Use variables from host_vars and if not existent fall back to role vars

Hi guys

I have a role that installs Python on the target host ([0]). Different hosts require different Python libraries (some only need the basic set of libraries, others need completely different ones). My idea was to define a list of default packages in the role vars [1] and then provide the custom packages in the host_vars [2] whenever required. Unfortunately according to [3] the role vars have higher precedence over the host_vars so this explains why the custom packages in host_vars never got picked up.

My next approach was to just have an additional task in the role that installs the host specific packages after the default ones. This works as long as all hosts have those variables defined. My goal however is to only specify a list of libraries for those hosts that differ from the default list. As you can see in [4] I tried two different things to work around missing host_vars for certain hosts: either try to fall back to an empty list via default() ) or use a when statement to check whether the variable is defined in host_vars or not. Both didn’t work.

Apart from that I also tried to move the content of python.pip.pkgs from ./roles/python/vars/main.yml to ./roles/python/defaults/main.yml but that didn’t work either.

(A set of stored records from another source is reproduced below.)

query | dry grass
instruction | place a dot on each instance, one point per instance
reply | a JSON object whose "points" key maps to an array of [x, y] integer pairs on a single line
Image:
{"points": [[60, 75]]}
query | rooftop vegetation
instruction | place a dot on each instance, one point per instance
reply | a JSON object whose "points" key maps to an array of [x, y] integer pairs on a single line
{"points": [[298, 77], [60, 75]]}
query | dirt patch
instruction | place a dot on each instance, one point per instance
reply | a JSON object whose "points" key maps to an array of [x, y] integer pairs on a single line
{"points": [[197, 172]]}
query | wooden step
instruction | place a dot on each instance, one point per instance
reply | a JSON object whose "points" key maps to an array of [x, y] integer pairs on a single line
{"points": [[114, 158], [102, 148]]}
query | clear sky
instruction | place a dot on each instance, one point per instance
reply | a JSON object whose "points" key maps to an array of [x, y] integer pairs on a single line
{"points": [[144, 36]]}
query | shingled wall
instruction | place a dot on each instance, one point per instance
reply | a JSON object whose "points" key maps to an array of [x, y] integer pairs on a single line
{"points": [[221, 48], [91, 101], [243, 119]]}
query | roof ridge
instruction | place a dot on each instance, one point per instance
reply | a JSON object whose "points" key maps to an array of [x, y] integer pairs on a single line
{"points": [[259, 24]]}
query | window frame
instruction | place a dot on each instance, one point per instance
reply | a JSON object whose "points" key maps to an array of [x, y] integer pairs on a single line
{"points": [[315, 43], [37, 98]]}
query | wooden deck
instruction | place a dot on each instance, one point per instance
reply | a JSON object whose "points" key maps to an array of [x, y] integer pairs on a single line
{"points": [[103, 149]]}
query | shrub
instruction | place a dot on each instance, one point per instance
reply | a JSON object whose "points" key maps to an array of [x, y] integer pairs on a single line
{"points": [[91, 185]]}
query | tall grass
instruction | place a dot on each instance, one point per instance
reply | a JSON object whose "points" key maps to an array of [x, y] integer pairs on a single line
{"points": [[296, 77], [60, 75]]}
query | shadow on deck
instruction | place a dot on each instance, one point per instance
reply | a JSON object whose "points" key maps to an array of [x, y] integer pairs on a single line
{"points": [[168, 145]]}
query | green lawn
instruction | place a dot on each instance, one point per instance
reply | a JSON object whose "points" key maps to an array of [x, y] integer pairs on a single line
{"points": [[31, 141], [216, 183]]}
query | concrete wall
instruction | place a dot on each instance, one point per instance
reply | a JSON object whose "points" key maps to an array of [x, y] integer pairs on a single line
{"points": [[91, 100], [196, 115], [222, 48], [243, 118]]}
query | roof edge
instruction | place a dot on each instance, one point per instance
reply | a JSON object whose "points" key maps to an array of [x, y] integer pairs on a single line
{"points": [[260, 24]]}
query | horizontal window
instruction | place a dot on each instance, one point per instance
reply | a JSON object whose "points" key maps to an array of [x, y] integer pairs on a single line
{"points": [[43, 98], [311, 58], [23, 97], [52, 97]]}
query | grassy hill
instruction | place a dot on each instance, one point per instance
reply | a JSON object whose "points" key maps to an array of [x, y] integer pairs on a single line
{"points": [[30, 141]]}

Can defaults have hirarchical variables at all? It seemed like Ansible just ignored whatever I put in there.

One last thing I was looking into is include_vars but I got stuck here with two issues: I have different environments (./inventories/{prod,staging,test}) and therefore the path to the host_vars is based on the inventory I provide when calling the playbook however I couldn’t get the path or name of the selected inventory. The second issue is that I don’t know how I can skip this include when the file doesn’t exist.

Could somebody shed some light on how I can define host specific variables that can overwrite role variables for a use case as described above. I googled for this but either it is so simple that nobody cares to write about it or I’m just bad at finding the solution.

Any help is appreciated.
Cheers

[0] https://pastebin.com/raw/1XSk1t8Z
[1] https://pastebin.com/raw/R0USFkEw
[2] https://pastebin.com/raw/kTDF3zuS
[3] http://docs.ansible.com/ansible/latest/playbooks_variables.html
[4] https://pastebin.com/raw/Emmb49qL

Hi guys

Ok it seems that I found the solution for the issue even though I don’t understand why it didn’t work before.

At [1] in my previous post I posted the content of my ./roles/python/vars/main.yml file. There I have a hierarchical variable ‘python.pip.pkgs’. When using it like this in the roles vars it works and I can reference it in [0] however as soon as I move this to ./roles/python/defaults/main.yml it didn’t work anymore (“‘dict object’ has no attribute ‘pkgs’”). As soon as I change python.pip.pkgs to _python.pip.pkgs (basically anything but python in the beginning) it works.

I don’t understand why I can use python as a variable name in role vars but not in default vars. Is this a known limitation? If so shouldn’t it be mentioned in [5]? I’m using Ansible 2.3.1.0 in case it is important.

Cheers
Frieder

[5] http://docs.ansible.com/ansible/latest/playbooks_variables.html#what-makes-a-valid-variable-name

Hi guys

Sorry to spam the mailing list. It seems that my previous assumption was wrong and I can indeed use python in defaults. If I understand it correctly the issue was that when I have a hierarchical variable in defaults that gets overwritten by host_vars then the whole block must be provided in host_vars and not only a part of it. Is this correct? Anyways I moved the pip part out of the python block and now it works. For those interested in this I put the stuff at [6], [7] and [8].

Cheers

[6] https://pastebin.com/raw/r0snPDhh
[7] https://pastebin.com/raw/USkxraMG
[8] https://pastebin.com/raw/k5RiDJcg

Yes, variables in Ansible get overwritten, not merged.
(Just for completeness, it's possible to set hashes/arays to be merged.)

Variables in role defaults/ has the lowest presidency and can therefor be overwritten many places.